Federal Government Incompetence Watch, Part II
Eric Schmitt and David Rohde write in the New York Times: "A pair of new reports have delivered sharply critical judgments about the State Department's performance in overseeing work done by the private companies that the government relies on increasingly in Iraq and Afghanistan to carry out delicate security work and other missions.
"A State Department review of its own security practices in Iraq assails the department for poor coordination, communication, oversight and accountability involving armed security companies like Blackwater USA, according to people who have been briefed on the report. . . .
"[I]n presenting its recommendations to Rice in a 45-minute briefing on Monday, the four-member panel found serious fault with virtually every aspect of the department's security practices, especially in and around Baghdad, where Blackwater has responsibility. . . .
"At the same time, a government audit expected to be released Tuesday says that records documenting the work of DynCorp, the State Department's largest contractor, are in such disarray that the department cannot say 'specifically what it received' for most of the $1.2 billion it has paid the company since 2004 to train the police officers in Iraq."
Candidate Watch
Where do the presidential candidates stand on rolling back Bush's executive-power grab? I'll try to keep an eye on their statements.
Michael Tomasky writes in the Guardian: "Hillary Clinton would launch a policy review as president with an eye towards giving up some of the executive powers accumulated by George Bush, she tells Guardian America in an interview today. . . .
"On the accumulation of White House power under the current administration, Ms Clinton said the president and Dick Cheney both had taken actions 'beyond any power the Congress would have granted' and - even when congressional authorisation was possible - chosen not to pursue it 'as a matter of principle' . . . .
"Ms Clinton stated it was 'absolutely' conceivable that, as president, she would give up executive powers in the name of constitutional principle.
"'That has to be part of the review I undertake when I get to the White House, and I intend to do that,' she said."
Plame, Revisited
David Corn takes a self-congratulatory look back at the Valerie Plame leak case in his final column for The Nation and writes: "The bottom line: this episode demonstrated that the Bush White House was not honest (the vice president's chief of staff was even convicted of lying to law enforcement officials), that top Bush officials had risked national security for partisan gain, and that White House champions outside the government would eagerly hurl false accusations to defend the administration.
"So is anyone apologizing? For ruining Valerie Wilson's career? For perhaps endangering operations and agents? For lying about the leak? For misleading the public about [Karl] Rove's role? For placing spin above the truth? [Deputy secretary of state Richard] Armitage did apologize (via a media interview) to the Wilsons. But no one else involved has. And no one--not Bush, not Cheney, not their aides, not their neocon confederates--has admitted any wrongdoing in this saga.
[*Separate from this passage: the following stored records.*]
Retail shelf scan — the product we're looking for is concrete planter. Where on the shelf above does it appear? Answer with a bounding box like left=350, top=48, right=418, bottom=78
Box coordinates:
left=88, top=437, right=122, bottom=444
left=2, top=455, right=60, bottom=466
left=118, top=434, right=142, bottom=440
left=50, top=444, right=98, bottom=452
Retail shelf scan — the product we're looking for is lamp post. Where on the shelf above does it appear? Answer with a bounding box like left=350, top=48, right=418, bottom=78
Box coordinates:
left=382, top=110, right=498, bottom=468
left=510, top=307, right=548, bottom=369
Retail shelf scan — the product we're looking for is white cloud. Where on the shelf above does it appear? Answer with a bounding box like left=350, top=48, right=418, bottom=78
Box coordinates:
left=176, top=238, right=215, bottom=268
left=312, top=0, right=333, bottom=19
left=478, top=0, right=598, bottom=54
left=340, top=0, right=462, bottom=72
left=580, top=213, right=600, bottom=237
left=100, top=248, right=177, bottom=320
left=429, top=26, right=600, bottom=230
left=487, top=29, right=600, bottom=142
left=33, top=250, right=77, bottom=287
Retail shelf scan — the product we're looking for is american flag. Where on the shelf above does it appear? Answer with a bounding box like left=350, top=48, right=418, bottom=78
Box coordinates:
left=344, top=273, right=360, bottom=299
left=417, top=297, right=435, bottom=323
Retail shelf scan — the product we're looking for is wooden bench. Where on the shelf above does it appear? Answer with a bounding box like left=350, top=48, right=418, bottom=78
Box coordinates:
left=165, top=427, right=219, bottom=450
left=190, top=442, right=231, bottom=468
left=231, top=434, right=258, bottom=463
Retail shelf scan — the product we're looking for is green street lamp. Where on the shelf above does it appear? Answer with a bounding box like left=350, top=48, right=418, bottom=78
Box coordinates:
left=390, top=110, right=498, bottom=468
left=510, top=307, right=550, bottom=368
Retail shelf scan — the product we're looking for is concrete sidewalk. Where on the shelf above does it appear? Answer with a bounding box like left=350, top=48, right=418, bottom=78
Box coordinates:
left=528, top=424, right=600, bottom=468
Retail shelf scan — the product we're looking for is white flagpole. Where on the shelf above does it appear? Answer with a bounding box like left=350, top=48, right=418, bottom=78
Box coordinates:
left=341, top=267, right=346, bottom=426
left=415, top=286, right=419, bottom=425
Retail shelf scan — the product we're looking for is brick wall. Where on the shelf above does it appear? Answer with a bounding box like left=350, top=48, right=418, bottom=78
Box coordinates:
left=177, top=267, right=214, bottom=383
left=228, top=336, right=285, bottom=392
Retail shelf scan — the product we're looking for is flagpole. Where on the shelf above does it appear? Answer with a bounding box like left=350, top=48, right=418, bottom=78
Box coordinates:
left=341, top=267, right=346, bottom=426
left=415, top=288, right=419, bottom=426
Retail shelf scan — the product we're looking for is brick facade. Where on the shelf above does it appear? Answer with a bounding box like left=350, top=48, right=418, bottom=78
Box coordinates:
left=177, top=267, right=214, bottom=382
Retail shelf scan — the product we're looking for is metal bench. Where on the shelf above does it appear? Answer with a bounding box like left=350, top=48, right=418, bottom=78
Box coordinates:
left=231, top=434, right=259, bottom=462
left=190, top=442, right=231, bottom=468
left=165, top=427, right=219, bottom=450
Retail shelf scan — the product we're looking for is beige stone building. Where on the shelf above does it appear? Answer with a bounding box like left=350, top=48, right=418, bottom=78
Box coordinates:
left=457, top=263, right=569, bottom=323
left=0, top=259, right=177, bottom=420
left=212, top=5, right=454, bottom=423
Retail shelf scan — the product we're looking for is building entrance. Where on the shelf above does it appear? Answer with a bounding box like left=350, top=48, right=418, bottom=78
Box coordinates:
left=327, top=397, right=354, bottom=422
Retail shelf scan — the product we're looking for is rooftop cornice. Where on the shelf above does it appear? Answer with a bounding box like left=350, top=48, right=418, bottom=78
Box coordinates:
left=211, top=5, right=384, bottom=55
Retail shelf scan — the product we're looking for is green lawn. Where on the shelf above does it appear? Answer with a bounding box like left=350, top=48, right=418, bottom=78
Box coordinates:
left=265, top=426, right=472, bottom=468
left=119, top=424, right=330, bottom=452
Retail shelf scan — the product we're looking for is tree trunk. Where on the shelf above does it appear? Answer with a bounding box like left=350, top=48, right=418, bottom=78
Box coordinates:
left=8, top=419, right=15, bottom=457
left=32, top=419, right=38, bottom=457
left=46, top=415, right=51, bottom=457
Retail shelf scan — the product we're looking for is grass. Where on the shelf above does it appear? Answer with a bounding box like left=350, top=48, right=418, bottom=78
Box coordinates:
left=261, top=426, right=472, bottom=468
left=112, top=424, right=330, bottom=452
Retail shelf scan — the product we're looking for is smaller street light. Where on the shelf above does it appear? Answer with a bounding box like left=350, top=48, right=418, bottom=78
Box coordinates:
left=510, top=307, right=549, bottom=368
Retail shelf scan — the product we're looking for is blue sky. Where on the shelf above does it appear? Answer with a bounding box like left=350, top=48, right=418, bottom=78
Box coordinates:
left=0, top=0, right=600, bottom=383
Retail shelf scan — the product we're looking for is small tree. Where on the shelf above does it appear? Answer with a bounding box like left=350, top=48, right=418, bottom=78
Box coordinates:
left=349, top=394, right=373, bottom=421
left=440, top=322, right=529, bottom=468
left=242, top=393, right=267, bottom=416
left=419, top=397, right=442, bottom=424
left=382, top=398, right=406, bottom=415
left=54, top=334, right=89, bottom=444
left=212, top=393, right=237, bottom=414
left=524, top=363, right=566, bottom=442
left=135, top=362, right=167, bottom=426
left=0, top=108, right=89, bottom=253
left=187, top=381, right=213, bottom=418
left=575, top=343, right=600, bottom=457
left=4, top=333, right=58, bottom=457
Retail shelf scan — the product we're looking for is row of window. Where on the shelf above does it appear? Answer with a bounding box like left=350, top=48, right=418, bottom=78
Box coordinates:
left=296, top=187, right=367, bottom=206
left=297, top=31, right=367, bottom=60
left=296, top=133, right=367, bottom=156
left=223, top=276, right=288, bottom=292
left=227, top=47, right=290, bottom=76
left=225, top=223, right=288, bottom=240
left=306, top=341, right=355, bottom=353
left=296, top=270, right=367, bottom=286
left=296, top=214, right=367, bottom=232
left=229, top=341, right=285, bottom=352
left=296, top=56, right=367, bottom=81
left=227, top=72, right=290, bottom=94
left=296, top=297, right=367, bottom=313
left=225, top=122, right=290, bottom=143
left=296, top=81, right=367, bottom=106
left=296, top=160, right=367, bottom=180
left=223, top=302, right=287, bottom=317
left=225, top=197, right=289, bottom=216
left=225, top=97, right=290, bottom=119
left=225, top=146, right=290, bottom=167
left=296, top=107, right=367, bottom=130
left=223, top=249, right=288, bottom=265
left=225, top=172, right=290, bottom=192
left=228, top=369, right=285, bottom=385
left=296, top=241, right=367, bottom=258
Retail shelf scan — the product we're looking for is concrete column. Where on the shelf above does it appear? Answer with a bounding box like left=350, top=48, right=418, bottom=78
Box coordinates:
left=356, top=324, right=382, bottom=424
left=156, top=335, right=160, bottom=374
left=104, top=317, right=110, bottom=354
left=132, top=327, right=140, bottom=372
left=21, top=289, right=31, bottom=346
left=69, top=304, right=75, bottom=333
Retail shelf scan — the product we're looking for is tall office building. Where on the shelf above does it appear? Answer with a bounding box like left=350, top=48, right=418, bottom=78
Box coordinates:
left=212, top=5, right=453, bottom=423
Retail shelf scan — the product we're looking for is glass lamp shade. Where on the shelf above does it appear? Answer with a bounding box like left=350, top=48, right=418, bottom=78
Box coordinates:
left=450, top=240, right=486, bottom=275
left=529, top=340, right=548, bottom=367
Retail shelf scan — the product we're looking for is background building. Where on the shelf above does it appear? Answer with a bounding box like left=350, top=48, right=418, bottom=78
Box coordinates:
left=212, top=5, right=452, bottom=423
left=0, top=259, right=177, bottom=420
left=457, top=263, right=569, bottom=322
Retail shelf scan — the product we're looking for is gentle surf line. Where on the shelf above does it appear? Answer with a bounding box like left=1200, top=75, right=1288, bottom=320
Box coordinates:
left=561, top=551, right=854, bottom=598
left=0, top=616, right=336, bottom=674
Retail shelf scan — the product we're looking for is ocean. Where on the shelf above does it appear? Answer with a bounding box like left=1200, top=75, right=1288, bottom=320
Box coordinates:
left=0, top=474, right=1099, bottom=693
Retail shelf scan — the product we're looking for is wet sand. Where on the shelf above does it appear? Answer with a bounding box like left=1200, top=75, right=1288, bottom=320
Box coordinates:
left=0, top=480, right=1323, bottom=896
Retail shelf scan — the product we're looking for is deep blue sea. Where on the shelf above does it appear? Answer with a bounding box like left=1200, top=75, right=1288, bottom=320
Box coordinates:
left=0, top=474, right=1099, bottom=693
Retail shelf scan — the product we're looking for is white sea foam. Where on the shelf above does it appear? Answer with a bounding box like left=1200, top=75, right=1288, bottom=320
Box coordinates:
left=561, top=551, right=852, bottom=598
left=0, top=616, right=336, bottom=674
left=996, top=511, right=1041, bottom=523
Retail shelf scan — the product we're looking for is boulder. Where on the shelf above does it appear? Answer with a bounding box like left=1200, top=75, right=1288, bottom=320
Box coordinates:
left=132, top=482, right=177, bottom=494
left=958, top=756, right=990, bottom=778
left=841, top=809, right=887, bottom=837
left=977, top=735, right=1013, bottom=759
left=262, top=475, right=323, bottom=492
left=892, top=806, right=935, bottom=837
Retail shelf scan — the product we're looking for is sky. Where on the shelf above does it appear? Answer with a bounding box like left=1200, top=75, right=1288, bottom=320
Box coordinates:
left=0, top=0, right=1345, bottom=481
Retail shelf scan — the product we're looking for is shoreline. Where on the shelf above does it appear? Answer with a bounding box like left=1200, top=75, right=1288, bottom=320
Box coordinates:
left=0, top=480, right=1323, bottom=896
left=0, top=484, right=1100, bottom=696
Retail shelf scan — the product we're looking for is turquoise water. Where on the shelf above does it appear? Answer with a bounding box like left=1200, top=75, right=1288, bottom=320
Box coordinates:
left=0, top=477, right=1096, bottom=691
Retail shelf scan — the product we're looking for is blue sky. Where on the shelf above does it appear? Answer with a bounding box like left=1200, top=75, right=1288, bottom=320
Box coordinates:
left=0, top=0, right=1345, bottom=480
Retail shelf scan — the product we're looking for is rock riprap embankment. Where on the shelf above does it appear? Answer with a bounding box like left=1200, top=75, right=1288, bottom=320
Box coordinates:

"It's like the war: false statements, false cover stories, and failure to concede the errors in judgment and action that have caused harm to national security. But the meta-narrative of Bush and his neoconservative allies is one of no apology, no surrender. They say and do what they must to shield themselves from the consequences of their actions. Reality be damned. What matters is what they can get away with. In the case of Valerie Plame Wilson, they did escape retribution. In the larger case of the Iraq war, they are still hoping to."
Cartoon Watch
Garry Trudeau on Bush's compassion; Signe Wilkinson on Bush and Congress; Tom Toles on diplomacy.